The short answer is: You need both.
Since the advent of the first high-frequency trading (HFT) firm, the quest for low-latency trading has been paramount. Strategies that were profitable before HFT are now obsolete.
Among those strategies with questionable profitability today are:
- Arbitrage: Markets move too quickly to allow time for arbitrage.
- Market making: HFT imposes excessive risks on those traders.
- Event trading: Competing against HFT in terms of speed of response to scheduled economic reports and conventional news is impossible, since HFT systems can process and react to the information quicker.
Faster execution is necessary to take advantage of short-term opportunities. Profitability is directly correlated to volume and volatility where tens of millions of shares need to be trading daily to create a profitable strategy. The financial impact of low-latency trading is profound, but the window of profitability is rapidly closing as more firms engage in low-latency execution.
Visionary Proprietary Trading Firms (PTF) need to build upon their low-latency competitive advantage by looking for a more sustainable approach. They are seeking to build smarter models that look well beyond the constraints of market data only. Today, firms are using social media feeds, real-time data feeds and data-generating devices such as smart meters (part of the Internet of Things) to gain a unique perspective into the market. Due to the variety, volume and velocity of these data sources, most of which are unstructured, firms are finding their current compute and storage infrastructure are simply not up to the task.
Developing smarter models and algorithmic trading architecture requires the use of big data analytics techniques to uncover patterns or signals upon which they can build a strategy, but does this new strategy really achieve alpha across rapidly changing market conditions? A strategy that builds growth over months but loses it all in seconds due to a non-tested market condition is dangerous. Back-testing is the critical step to accurately measure risk and forecast profitability, yet it is this step that is often short-circuited due to traditional technology limitations.
An immense amount of data is used during back testing, and it pushes the limitations of traditional storage architectures. Just finding, accessing and loading data could stretch from hours to days. Traditional network storage devices also lock the files to maintain data integrity, permitting only sequential files — exacerbating the issue.
Data input/output is the crux of the problem. One year of market data is 150 TB, and external data may run into the petabytes. A firm with multiple years’ worth of valuable data could have in excess of 10 PB. Just managing, accessing and protecting this vast data lake is a challenge. Extracting information from the data is the objective, and doing it quickly is the panacea.
Back-testing uses a subset (sample) of the relevant population. It is not uncommon that a simple back-testing dataset could be 5 TB to 50 TB in size and could take anywhere from 5 to 60 hours to load. Too often, applications spend more time moving data than computing on it. Let’s focus on the obvious I/O issue at hand.
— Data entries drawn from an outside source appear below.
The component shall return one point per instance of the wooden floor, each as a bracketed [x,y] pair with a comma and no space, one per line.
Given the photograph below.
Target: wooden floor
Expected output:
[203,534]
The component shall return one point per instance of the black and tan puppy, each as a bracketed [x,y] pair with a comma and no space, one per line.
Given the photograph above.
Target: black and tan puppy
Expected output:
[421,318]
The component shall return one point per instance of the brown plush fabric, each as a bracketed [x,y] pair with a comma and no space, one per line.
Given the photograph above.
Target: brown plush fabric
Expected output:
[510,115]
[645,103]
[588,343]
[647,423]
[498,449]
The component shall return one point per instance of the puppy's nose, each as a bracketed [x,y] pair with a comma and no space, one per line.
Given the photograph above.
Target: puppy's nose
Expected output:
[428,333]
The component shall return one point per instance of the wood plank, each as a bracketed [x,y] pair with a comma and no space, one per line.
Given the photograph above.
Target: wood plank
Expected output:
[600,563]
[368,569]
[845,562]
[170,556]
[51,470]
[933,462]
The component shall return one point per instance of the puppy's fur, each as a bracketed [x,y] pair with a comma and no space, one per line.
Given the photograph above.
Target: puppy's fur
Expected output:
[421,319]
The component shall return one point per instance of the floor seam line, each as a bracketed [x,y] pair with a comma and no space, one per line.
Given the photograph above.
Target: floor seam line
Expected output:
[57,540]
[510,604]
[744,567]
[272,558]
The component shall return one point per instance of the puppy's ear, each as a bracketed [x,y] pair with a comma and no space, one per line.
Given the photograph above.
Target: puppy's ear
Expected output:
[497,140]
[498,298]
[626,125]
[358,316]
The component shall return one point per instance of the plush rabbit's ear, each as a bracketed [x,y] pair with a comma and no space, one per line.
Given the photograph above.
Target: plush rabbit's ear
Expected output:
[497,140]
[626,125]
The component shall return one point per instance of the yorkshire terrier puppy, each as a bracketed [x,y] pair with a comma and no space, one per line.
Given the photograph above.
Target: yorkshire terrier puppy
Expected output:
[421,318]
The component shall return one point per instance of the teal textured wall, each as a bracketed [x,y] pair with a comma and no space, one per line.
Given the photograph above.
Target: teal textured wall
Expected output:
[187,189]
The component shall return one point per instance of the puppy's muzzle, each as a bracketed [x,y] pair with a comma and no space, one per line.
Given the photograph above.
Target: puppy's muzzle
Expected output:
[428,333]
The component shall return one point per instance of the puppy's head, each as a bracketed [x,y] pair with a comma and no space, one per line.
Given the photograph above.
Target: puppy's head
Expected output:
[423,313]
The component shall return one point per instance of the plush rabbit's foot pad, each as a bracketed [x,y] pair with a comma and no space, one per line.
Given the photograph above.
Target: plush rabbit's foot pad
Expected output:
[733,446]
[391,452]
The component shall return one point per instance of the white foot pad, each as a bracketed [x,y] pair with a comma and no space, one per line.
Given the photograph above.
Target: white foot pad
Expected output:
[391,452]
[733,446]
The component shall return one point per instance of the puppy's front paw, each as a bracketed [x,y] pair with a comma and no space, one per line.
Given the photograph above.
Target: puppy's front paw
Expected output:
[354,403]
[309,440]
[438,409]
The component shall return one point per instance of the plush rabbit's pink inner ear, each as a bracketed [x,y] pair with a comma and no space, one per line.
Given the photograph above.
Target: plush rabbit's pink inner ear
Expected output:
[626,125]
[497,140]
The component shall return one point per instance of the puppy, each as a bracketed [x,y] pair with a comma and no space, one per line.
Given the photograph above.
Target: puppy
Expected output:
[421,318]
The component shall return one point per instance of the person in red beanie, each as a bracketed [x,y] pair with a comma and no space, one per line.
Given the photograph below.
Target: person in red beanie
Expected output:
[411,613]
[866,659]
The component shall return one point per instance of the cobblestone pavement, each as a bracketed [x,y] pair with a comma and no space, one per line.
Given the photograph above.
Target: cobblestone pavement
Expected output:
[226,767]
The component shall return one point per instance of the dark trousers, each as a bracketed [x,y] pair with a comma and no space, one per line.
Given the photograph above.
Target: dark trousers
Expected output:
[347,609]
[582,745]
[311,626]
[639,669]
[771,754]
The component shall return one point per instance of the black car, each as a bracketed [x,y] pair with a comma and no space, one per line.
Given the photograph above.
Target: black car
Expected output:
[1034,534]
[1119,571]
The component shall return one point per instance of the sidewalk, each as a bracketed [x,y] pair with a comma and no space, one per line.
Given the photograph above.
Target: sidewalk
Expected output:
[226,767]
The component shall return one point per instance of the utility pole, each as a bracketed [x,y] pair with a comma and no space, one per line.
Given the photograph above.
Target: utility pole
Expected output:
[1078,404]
Faced with a time crunch and needing to meet profitability objectives, quant researchers may short-circuit the back-testing cycle. How do they typically do this? They may use smaller dataset using less granular market data over a shorter time period, but is 300 GB to 500 GB of data really representative of the population? Back-testing is critical to expose the potential trading strategy to historical data in various market conditions. This smaller sample size could overlook potential market scenarios. Due to time constraints, they may also run fewer models.
Both shortcuts could be producing models that are invalid and putting your business at risk. Statistically speaking, there are only two ways to improve the degree of confidence in modeling or simulations:
- Use larger sample sizes — more representative of the population.
- Run more models.
For example, consider two firms. Firm A uses a traditional architecture while Firm B uses an HPC environment with a parallel file system.
Statistically speaking, Firm B would yield a higher degree of confidence in nearly every case.
How does this translate to your business?
- Improve the profitability ratio of profitable vs. losing strategies.
- Accurately reflect the risk/reward of each strategy.
- Reduce the new strategy development cycle time.
- Exit aging strategies that may no longer attain alpha — “faster to fail.”
- Continuously re-evaluate strategies with new data.
The ROI of these high performance data analytics (HPDA) platforms is very high. Why are they not implemented more often? Insight and experience! Many of the staff in today’s trading firms lack big data/HPC experience, and rely on more traditional approaches that were never optimized for big data.
A common error many customers make when faced with latency issues is that they add more compute. Unfortunately it does little to address the issue. They are I/O bound.
When developing an HPDA environment, you need to build a balanced platform that scales tri-directionally (compute, storage, networking) as requirements evolve. A high performance storage platform using a parallel file system or software-defined architecture is your best bet to break the I/O bottleneck.
Finally, HPDA needs to be enterprise-centric, supporting all your analytic platforms (Hadoop to SAS to your HPC custom-coded applications). Each platform has unique functionality requiring concurrent access to the same data repository.
There is immense potential for big data. Firms need to look beyond traditional approaches to uncover its value.